Saturday, June 13, 2009

Generated models

When programs generate models in MathProg/AMPL they tend to have a different structure. In this case a scalar model was generated with some very long lines. The user reports some very large memory usage:

Model has been successfully generated
glp_simplex: original LP has 93 rows, 5256 columns, 84143 non-zeros
glp_simplex: presolved LP has 82 rows, 5256 columns, 77163 non-zeros
Scaling...
A: min|aij| =  1.000e+00  max|aij| =  1.600e+02  ratio =  1.600e+02
GM: min|aij| =  4.952e-01  max|aij| =  2.019e+00  ratio =  4.077e+00
EQ: min|aij| =  2.471e-01  max|aij| =  1.000e+00  ratio =  4.048e+00
Crashing...
Size of triangular part = 82
      0: obj =   0.000000000e+00  infeas =  5.657e+00 (0)
*    50: obj =   1.410800000e+00  infeas =  0.000e+00 (0)
*    80: obj =  -7.209526707e-32  infeas =  2.776e-17 (0)
OPTIMAL SOLUTION FOUND
Time used:   0.1 secs
Memory used: 2008.7 Mb (2106232859 bytes)

(With some versions it may even stop with a stack overflow). Indeed this is due to the modeling language part and not the solver per se.
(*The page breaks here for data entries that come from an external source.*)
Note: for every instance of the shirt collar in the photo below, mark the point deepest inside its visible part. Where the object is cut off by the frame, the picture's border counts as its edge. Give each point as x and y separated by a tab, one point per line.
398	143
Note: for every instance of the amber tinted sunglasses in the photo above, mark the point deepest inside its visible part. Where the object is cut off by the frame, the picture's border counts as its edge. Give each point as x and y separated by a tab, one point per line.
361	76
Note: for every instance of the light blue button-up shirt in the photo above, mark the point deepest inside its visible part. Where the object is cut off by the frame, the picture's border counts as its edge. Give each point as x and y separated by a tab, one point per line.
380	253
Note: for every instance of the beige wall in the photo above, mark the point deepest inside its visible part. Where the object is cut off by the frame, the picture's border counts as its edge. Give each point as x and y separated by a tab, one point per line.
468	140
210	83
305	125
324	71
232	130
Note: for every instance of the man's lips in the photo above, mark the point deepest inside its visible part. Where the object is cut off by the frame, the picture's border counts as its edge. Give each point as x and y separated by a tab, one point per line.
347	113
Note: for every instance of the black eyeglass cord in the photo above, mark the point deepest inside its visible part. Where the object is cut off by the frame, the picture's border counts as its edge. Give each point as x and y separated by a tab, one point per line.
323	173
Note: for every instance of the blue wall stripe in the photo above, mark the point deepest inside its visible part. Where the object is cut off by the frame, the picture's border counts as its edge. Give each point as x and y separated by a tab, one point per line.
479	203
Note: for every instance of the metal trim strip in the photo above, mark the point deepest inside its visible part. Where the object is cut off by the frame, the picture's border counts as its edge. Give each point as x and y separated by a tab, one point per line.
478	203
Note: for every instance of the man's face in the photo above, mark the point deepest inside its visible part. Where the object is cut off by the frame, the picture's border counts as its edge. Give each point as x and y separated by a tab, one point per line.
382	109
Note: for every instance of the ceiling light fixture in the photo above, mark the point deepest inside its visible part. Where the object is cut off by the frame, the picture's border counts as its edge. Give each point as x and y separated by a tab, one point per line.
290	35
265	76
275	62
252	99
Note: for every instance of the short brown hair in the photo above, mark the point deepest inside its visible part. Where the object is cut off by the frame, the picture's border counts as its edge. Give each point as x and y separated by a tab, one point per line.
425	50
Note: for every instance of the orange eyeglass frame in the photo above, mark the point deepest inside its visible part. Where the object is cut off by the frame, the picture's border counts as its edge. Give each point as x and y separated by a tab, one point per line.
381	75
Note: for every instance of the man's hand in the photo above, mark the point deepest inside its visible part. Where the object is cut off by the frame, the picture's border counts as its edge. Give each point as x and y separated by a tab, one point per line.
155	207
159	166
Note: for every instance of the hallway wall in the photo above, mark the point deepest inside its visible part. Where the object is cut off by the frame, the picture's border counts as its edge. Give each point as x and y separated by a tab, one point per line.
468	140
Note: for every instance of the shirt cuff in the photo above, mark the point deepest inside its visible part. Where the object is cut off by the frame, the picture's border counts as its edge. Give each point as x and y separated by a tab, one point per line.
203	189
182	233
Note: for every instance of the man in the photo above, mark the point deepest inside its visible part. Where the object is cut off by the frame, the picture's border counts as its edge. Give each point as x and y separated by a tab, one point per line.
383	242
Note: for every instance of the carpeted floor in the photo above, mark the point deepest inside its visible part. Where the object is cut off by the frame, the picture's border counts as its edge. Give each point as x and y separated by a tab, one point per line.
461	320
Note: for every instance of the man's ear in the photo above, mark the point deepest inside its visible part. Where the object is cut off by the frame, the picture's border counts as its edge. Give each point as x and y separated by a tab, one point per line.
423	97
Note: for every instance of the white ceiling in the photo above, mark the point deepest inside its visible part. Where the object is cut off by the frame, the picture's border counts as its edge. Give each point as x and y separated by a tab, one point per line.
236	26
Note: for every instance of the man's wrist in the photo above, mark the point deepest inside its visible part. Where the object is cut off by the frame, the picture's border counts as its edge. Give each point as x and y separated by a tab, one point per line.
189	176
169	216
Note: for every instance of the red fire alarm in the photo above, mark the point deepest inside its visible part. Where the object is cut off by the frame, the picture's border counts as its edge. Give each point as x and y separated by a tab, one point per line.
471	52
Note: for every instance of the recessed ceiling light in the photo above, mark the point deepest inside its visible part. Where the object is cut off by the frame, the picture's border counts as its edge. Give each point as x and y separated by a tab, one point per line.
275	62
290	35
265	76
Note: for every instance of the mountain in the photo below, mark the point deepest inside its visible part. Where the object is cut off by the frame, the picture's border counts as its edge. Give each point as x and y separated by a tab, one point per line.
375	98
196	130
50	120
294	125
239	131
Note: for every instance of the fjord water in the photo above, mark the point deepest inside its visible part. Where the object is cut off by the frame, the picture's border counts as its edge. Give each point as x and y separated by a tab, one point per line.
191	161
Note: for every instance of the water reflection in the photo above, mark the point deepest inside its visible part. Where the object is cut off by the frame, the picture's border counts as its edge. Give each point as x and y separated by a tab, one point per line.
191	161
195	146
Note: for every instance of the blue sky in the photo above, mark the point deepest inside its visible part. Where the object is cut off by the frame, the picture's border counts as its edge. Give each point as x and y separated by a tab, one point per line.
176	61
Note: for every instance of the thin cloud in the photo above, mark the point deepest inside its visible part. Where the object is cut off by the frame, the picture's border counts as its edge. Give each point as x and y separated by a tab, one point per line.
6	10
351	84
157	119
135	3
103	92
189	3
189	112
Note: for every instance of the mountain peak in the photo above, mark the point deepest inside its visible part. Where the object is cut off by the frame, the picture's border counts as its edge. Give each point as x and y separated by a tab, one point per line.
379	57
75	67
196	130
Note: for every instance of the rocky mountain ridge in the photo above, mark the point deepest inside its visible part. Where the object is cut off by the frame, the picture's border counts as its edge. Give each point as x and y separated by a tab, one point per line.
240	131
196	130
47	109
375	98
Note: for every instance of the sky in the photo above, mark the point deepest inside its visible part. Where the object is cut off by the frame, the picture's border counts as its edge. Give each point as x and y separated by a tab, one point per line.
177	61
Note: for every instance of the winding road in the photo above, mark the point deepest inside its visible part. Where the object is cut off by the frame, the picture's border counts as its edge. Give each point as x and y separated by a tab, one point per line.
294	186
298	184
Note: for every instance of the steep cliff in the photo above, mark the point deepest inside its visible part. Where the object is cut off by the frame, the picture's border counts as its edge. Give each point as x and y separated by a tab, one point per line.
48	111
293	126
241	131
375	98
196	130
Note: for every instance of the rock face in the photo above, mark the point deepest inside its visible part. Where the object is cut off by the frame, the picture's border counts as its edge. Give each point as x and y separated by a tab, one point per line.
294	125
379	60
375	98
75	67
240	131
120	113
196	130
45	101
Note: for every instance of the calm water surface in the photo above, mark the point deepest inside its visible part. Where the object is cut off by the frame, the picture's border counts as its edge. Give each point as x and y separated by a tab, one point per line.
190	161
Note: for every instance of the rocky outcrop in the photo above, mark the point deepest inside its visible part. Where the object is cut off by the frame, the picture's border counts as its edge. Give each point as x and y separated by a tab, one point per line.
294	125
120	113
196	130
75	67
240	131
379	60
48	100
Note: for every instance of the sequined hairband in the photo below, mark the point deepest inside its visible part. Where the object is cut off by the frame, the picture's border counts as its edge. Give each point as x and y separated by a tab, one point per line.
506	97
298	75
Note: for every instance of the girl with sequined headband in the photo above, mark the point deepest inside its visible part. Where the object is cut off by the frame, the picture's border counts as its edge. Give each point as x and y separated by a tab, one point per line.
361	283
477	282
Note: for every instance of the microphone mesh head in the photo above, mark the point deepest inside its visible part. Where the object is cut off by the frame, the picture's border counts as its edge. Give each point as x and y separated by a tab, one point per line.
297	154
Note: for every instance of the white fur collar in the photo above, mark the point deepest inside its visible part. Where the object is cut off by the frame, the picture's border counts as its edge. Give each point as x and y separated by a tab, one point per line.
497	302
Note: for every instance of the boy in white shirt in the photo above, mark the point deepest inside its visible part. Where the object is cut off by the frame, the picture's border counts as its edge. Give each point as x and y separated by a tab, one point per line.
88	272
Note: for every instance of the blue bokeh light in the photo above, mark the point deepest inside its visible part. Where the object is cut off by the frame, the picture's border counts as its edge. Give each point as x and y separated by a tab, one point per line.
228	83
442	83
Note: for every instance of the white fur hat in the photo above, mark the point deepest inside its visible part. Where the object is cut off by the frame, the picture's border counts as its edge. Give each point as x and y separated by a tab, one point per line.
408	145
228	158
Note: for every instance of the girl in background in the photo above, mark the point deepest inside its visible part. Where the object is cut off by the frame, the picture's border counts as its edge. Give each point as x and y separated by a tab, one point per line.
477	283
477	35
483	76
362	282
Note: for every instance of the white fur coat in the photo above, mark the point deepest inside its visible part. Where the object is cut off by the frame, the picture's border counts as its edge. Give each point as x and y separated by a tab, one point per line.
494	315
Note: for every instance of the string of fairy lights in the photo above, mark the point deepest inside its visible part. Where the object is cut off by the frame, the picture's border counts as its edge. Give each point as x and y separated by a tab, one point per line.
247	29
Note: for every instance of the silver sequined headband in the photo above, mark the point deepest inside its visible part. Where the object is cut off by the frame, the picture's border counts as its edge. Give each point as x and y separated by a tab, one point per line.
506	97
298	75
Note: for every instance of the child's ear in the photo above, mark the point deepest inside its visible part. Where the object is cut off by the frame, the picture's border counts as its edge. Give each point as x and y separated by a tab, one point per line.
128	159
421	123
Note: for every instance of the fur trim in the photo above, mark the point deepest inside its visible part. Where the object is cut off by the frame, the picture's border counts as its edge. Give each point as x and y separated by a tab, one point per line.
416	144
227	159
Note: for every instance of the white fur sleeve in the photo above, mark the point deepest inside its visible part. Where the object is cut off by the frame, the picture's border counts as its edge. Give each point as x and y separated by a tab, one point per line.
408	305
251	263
When we run:

$ glpsol --math big.mod --wcpxlp big.lp
$ glpsol --cpxlp big.lp

the second invocation will just use a fraction of the memory. Clearly glpk has troubles with very long scalar expressions.

Actually AMPL is not doing much better:

big.mod, line 7005 (offset 158374):
        HES03 is not defined

Looks like we hit a max line length limit, and a variable name is truncated leading to this error. A better message would be “line is too long”. Even better is not to have artificial limits on input lines.

I remember reports about similar issues with early versions of the GCC compiler: it had problems with machine generated C code where expressions were spanning several pages. This was very different from how a normal programmer would write code.